The throughput graphs above indicate that Dynomite can scale horizontally in terms of throughput. Therefore, it can handle even more traffic by increasing the number of nodes in a region.

The throughput graphs indicate that on a per node basis with r3.2xlarge nodes Dynomite can process 33K reads OPS and around 10K write OPS from the client. This is because the traffic coming to each node is replicated in us_east_1 in 2 additional racks, therefore dribbling the effective throughput. Note that the actual provisioning formula is even more complicated as it is also affected by the design of the client application. In any case, for 1KB payload, the main bottleneck is the network. Therefore, switching to 10Gbps, Dynomite can provide even faster throughput.

Dynomite average latency under different workloads

The average and median latency values show that Dynomite can provide sub-millisecond latency to the client. More specifically, Dynomite does not add any extra latency as it scales to higher number of nodes, and therefore throughput. Overall, the Dynomite node adds around 20% of the average latency. Note that ny Dynomite node we refer to the node that contains both Dynomite and Redis. Hence for the above results we do not distinguish on whether Dynomite layer or Redis contributes to the latency.

Dynomite 99th percentile latency under different workloads

At the 99th percentile Dynomite's latency is 0.4ms and does not increase as we scale the cluster up/down. More specifically, the network is the major reason for the 99th percentile latency, as Dynomite's node effect is <2%.

Other Performance Tests

Details

  • Server instance type was r3.xlarge. These instances are well suited for Dynomite workloads - i.e good balance between memory and network
  • Replication factor was set to 3. We did this by deploying Dynomite in 3 zones in us-east-1 and each zone had the same no of servers and hence the same no of tokens.
  • Client fleet used instance type as m2.2xls which is also typical for an application here at Netflix.
  • Demo application used a simple workload of just key value pairs for read and writes i.e the Redis GET and SET api.
  • Payload size was chosen to be 1K
  • We maintained an 80% - 20% ratio between reads and writes which is also typical of many use cases here at Netflix.

Stage 1 - 6 node cluster

We setup a Dynomite cluster of 6 nodes (i.e 2 per zone). We observed throughput of about 80k per second across the client fleet:

while keeping the avg latency ~1 ms:

and 99 percentile latency in the single digit ms range:

Stage 2 - 12 node cluster

We then doubled the size of the Dynomite cluster from 6 nodes to 12 nodes. We also simultaneously doubled our client fleet to add more load on the cluster.

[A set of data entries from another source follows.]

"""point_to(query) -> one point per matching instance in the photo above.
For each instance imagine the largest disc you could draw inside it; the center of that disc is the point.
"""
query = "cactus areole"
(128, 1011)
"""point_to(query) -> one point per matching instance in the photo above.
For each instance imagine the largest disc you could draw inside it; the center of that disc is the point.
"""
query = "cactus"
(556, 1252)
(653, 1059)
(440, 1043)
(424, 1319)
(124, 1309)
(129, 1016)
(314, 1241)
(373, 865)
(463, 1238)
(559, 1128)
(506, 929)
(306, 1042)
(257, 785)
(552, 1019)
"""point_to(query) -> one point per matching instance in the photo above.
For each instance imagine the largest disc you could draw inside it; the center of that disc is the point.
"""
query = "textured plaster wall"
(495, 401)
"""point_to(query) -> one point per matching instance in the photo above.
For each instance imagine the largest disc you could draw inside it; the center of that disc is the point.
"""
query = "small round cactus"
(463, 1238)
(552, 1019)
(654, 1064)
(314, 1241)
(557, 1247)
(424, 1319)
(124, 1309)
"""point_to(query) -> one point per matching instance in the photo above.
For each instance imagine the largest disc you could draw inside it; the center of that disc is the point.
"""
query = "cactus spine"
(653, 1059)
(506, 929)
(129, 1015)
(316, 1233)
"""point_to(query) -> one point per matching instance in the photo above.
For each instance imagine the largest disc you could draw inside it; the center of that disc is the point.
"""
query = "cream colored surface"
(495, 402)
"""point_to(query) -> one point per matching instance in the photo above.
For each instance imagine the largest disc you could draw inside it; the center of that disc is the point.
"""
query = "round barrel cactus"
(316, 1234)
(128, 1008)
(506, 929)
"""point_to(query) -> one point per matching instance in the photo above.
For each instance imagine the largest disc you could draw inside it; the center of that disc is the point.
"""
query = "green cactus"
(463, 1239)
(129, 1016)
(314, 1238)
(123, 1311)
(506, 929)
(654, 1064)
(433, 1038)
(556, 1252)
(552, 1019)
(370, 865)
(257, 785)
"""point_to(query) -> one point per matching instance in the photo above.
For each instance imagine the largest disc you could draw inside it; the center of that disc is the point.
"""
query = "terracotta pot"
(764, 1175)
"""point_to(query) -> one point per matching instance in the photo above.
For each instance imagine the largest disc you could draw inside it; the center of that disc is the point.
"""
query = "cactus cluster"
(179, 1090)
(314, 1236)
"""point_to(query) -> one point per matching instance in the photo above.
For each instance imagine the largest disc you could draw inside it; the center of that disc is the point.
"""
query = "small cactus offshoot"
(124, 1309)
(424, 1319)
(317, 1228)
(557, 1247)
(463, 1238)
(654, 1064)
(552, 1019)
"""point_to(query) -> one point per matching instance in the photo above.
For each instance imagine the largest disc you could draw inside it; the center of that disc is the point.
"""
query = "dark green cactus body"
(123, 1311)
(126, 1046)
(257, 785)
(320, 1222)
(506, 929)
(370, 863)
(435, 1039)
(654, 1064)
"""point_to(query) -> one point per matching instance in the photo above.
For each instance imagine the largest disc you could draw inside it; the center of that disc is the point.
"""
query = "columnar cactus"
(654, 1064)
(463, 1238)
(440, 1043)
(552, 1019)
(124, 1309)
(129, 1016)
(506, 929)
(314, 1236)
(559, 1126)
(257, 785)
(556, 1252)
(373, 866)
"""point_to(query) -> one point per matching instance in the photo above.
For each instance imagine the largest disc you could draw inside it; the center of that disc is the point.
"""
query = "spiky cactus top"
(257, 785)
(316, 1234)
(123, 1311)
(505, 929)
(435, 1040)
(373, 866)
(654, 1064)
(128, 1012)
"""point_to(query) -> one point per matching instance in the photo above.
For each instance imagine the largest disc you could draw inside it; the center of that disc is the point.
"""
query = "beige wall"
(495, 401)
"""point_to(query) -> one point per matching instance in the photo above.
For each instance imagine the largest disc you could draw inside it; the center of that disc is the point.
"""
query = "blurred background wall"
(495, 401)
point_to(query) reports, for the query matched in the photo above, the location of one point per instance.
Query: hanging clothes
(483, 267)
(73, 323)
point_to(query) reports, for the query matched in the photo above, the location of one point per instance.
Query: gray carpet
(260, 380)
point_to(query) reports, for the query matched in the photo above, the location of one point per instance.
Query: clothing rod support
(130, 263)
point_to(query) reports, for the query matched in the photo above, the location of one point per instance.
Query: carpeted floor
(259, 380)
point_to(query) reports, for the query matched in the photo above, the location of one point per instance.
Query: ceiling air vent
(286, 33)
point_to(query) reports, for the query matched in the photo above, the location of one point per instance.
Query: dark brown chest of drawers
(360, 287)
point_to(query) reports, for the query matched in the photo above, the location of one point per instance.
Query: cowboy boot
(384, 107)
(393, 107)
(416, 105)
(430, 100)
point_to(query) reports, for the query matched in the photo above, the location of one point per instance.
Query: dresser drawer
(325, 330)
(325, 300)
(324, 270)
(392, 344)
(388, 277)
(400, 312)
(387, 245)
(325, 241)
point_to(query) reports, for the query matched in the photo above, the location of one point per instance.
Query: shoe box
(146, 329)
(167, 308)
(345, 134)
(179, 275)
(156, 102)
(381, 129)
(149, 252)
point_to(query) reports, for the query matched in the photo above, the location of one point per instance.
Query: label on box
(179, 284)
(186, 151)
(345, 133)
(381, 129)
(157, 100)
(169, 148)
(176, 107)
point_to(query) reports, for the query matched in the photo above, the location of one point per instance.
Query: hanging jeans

As expected client fleet throughput went up by 100%

while still keeping avg and 99 percentile latencies in check

Stage 3 - 24 node cluster

We then went for one more double for the server and client fleet and throughput went up by 100% once again, while latencies remained the same.

Replication Delay

In our initial tests, we measured the time it took for a key/value pair to become available on another region replica by writing 1k key/value pairs to Dynomite in one region, then polling the other region randomly for 20 keys. The value for each key in this case is just timestamp when the write action started. The client in the other region then reads back those timestamps and compute the durations. We repeated this same experiment several times and took the average. From this we could derive a rough idea of the speed of the replication.

We expect this latency to remain more or less constant as we add code path optimization as well as enhancements in the replication strategy itself (optimizations will improve speed, features will potentially add latency).

Result:

For 5 iterations of this experiment, the average duration for replications was around 85ms. (note that the duration numbers are measured at the client layers so the real numbers should be smaller).